HTTP Basics for REST-Based App Development
Go inside the protocol that's the backbone for today's modern, cloud-based applications.
While typing in a URL and pressing Enter inside a browser is effortless, there's a lot more going on behind the scenes. In this article, I'll review some of the basics of HTTP and show how they're being used in today's modern, REST-based applications.
Tools of the Trade
Examining the raw HTTP traffic that goes back and forth between a client and server is actually quite easy these days. Many modern browsers allow you to view all of the network traffic they transmit and receive. I wrote an article earlier this year on using Chrome's developer tools to examine network traffic (using the "Network" panel). If you're running outside the browser, you may want to consider Fiddler2. It's a standalone Windows Forms application that can monitor and display traffic from any running application, as shown in Figure 1.

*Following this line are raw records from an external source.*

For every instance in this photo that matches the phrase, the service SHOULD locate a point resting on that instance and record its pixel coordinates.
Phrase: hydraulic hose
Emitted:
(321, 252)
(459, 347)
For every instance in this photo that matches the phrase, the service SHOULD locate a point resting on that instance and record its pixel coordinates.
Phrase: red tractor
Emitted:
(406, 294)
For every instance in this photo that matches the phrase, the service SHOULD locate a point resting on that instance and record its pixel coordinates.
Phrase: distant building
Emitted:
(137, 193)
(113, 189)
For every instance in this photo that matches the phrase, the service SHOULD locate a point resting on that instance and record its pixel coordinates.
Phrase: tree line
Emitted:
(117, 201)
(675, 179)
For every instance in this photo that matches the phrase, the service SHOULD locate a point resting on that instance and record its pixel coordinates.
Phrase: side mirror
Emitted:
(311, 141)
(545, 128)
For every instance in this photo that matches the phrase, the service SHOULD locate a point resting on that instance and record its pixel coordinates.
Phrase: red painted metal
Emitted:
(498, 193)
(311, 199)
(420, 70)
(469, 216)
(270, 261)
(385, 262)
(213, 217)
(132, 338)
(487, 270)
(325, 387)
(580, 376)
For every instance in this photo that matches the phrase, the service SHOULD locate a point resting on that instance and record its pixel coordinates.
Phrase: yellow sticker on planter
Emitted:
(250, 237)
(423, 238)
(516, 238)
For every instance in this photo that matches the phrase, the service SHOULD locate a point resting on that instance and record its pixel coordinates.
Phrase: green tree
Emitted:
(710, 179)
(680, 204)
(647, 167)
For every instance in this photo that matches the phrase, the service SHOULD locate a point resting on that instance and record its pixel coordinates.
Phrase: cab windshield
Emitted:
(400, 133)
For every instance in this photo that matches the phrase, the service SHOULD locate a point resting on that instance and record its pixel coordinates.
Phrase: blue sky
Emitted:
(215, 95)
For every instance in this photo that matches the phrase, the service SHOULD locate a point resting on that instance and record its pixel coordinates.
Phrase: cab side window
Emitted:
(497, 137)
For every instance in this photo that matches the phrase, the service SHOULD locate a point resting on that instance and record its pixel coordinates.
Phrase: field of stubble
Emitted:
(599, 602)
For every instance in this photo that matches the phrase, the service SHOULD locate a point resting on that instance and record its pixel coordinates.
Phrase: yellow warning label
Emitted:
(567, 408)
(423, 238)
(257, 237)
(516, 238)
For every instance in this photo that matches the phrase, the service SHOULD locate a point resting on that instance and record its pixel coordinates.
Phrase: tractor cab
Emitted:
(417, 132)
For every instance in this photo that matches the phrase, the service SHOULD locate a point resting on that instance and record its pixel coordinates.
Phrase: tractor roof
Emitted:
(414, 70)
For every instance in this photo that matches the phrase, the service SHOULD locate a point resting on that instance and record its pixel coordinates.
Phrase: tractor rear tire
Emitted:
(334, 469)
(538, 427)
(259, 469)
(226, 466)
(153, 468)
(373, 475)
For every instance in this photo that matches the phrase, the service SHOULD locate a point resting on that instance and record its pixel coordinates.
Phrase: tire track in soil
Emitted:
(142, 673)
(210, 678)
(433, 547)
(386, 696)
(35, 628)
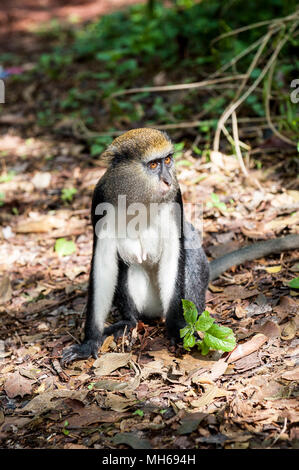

There are two main HTTP protocols: Version 1.0 and Version 1.1. I could spend an entire article going over the differences between the two. For brevity's sake, the key takeaway is that HTTP 1.1 was designed to be backward-compatible with 1.0. The 1.1 specification took the (never formally specified) 1.0 protocol and added some enhancements and clarifications. For this article, I'll be describing the 1.1 protocol, as many REST-based services require the 1.1 protocol.
HTTP is a very simple protocol -- by design. A simpler protocol is easy to implement and, therefore, easier to adopt. Obviously, this simplicity has paid off: HTTP is used by millions of applications every day, most of those Web browsers (on both regular and mobile devices).
Every HTTP message is single request and a single response. That's it. No complicated sequences or any special handshaking. A client opens a connection (by default, on port 80) and sends a request to the server. The server processes the request and sends back a response. The connection is closed. This is done for every message. Obviously, with a connection being opened and closed each time, HTTP is a stateless protocol. Any state information to be shared between client and server must be retransmitted on each request. By being stateless, subsequent HTTP requests don't need to go to the same server as the first request (this makes a load balancer's job much easier).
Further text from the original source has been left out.